Rio Gold medal Paralympian and Coleman Greig Challenge ambassador, Katie Kelly, was born with Usher Syndrome, a degenerative disease that led to her being diagnosed as legally blind in 2015. Keen to continue with her love of competing, Katie moved into paratriathlon events. Not only did she win every single race she contended in at the elite International Triathlete Union level, she ended her season by becoming the 2015 world champion for the PT5 sport class. Outside of her training schedule, Katie is a talented Marketing Manager, a charity ambassador and a Board Member of Deaf Sports Australia.

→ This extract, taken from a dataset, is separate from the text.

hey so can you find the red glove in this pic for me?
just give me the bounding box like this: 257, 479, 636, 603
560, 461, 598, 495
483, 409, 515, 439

9. Ability to see the big picture
Athletes are trained to see the bigger vision of all that goes into making them successful in both the short and long-term. Importantly, athletes can see the value and benefit in transitioning their skills to the workplace and wider community. Coleman Greig Challenge ambassador and Rio Olympian, Michelle Jenneke, knows the value of looking at the bigger picture – combining studies in mechatronic engineering with her training schedule.
Victory – whether it be on the sporting field or with a project – never comes down to one person. Athletes recognise the importance of a shared vision, nurturing everyone’s talents, working with different personalities and communicating effectively to develop a stronger team.
Liz Ellis, one of Australia’s greatest netballers, spoke at a Women in Business event about how skills in team building, and setting and achieving realistic strategies as both a team and as an individual in netball helped to shape her future and her career.